Machine Learning, Platform Engineer
Together AI4 days ago
Base Salary
$160k - $250k/yr
Responsibilities
- Work on multi-cluster orchestration, portfolio optimization, and predictive autoscaling.
- Analyze and improve the robustness and scalability of distributed systems and infrastructure.
- Collaborate with product teams to understand functional requirements.
- Write clear, well-tested, and maintainable software and IaC.
- Conduct design and code reviews and develop testing strategies.
Requirements
- 5+ years of experience in building large scale, fault tolerant, distributed systems.
- Experience with serverless inference platforms and cloud providers is a plus.

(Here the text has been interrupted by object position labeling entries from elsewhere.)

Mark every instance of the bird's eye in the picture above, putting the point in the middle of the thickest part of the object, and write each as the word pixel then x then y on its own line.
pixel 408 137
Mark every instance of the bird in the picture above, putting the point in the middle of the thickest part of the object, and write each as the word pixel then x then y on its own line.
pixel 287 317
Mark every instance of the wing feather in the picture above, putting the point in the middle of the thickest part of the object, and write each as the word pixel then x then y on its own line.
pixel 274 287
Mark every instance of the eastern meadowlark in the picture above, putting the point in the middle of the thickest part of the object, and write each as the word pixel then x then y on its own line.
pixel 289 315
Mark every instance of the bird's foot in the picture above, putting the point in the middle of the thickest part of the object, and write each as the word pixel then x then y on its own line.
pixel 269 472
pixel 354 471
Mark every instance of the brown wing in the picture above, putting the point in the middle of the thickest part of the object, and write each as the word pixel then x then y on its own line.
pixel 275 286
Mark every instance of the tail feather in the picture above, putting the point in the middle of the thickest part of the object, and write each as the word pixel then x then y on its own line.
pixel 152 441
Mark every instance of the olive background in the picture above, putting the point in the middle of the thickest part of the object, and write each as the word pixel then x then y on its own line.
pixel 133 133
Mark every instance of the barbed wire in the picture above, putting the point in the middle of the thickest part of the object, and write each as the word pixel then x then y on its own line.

- Ability to discuss failures and improvements in built systems.
- Experience in designing and improving system efficiency and stability.
- Excellent understanding of operating systems concepts including concurrency and networking.
- Expert-level programming skills in Python, Golang, Rust, C++, or Haskell.
- Proficiency in Infrastructure as Code (IaC) using tools like Terraform.
- Experience with Kubernetes or other container orchestration systems.
- Sound judgement on the use of LLMs for code.
- Bachelor’s or Master’s degree in a related technical field or equivalent experience.
Benefits
- Competitive compensation and startup equity.
- Health insurance and other competitive benefits.